Australians do leadership spills with the same unsentimental efficiency they show when disembowelling the Black Caps' middle order.
The speed with which Kevin Rudd was toppled and replaced this week took even seasoned Canberra-watchers by surprise. The knife was in, withdrawn and wiped clean almost before onlookers had time to gasp.
But if outsiders didn't see it coming, insiders did. A very few months ago, Rudd was riding higher in opinion polls than any Australian Prime Minister in history, with the exception of Bob Hawke. But by the beginning of this month, his leadership was doomed.
A poll in the Australian newspaper showed that Rudd was third in a three-horse race for preferred Prime Minister in prime Labor country, the western Sydney electorate of Lindsay. He trailed Julia Gillard - then his deputy - and Opposition leader Tony Abbott.
Extrapolated nationally, the results, indicated a 12-percentage-point swing against Labor; the Government would have been slaughtered in an election.
Outsiders might not have realised the knives were being sharpened, but Rudd would have. The coup could scarcely have been a surprise.
The implications of Rudd's fall from grace have not been lost on the leadership here. John Key ruefully commented that it showed the danger of taking one's position for granted and hoped aloud he wouldn't emulate Rudd's slide.
But Key, to judge by the skill with which he juggles the often-contradictory demands of his two coalition partners, seems more skilful at diplomacy than the former diplomat Rudd.
The latter, it appears, was not able to manage the powerful, not to say feral, factions with the ALP and was deeply if not widely resented within his Cabinet for a high-handed management style.
Major policy direction was hammered out by an inner circle, which comprised his Treasurer, his Finance Minister and Gillard.
Unsurprisingly the rest of the ministry was irked at being expected to rubber-stamp decisions. Enmities festered. Rudd, a Mandarin-speaking expert on Chinese history, forgot the old Chinese maxim about keeping your friends close and your enemies closer.
The implications for New Zealand of the change of leadership are unlikely to be significant. In the short term, a Rudd visit planned for next week has been cancelled and it seems unlikely that Gillard will pick up the invitation until she has finished rescuing the Government's prospects in an election that most experts are picking will take place in September or October.
Fortunately transtasman relations are in good heart. Both countries seem to rub along well even when their governments come from opposite sides of the political spectrum - which has been almost continuously the case for the past quarter of a century.
The Closer Economic Relations agreement is now more than a generation old and travel between New Zealand and Australia, already little more than a bus ride in aviation terms, is set to become even easier with plans well advanced for a shared air-travel border.

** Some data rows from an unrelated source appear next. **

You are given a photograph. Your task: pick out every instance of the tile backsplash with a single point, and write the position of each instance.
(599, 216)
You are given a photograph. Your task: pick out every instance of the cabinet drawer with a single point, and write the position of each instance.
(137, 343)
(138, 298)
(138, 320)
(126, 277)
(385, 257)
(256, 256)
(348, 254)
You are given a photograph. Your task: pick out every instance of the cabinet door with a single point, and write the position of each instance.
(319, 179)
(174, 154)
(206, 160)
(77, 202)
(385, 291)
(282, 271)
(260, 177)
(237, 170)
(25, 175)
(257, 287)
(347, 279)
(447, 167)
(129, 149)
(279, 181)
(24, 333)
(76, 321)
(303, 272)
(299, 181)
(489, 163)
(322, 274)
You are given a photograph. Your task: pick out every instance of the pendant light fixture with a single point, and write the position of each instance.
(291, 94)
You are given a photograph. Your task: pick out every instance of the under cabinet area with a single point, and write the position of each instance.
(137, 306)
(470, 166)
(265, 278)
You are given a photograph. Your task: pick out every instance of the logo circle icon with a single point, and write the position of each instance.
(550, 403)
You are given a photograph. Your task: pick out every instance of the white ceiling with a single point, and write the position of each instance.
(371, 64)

Difficulties remain: the intractable argument over access for New Zealand apple exporters to Australian markets was finally referred to the World Trade Organisation and the imminent final decision seems, rightly, likely to go our way.
Differing standards on medicines and food safety have also proven minor irritants, but the new regime will bring the two countries back in step on greenhouse gas emissions.
Any other change in direction will be some time coming. Assuming Gillard can prosper beyond the initial honeymoon any leader enjoys - and a first woman premier can expect - she will have her hands full for a while. But on the basis of her record - and by the look and the sound of her - she is more than ready for the challenges ahead.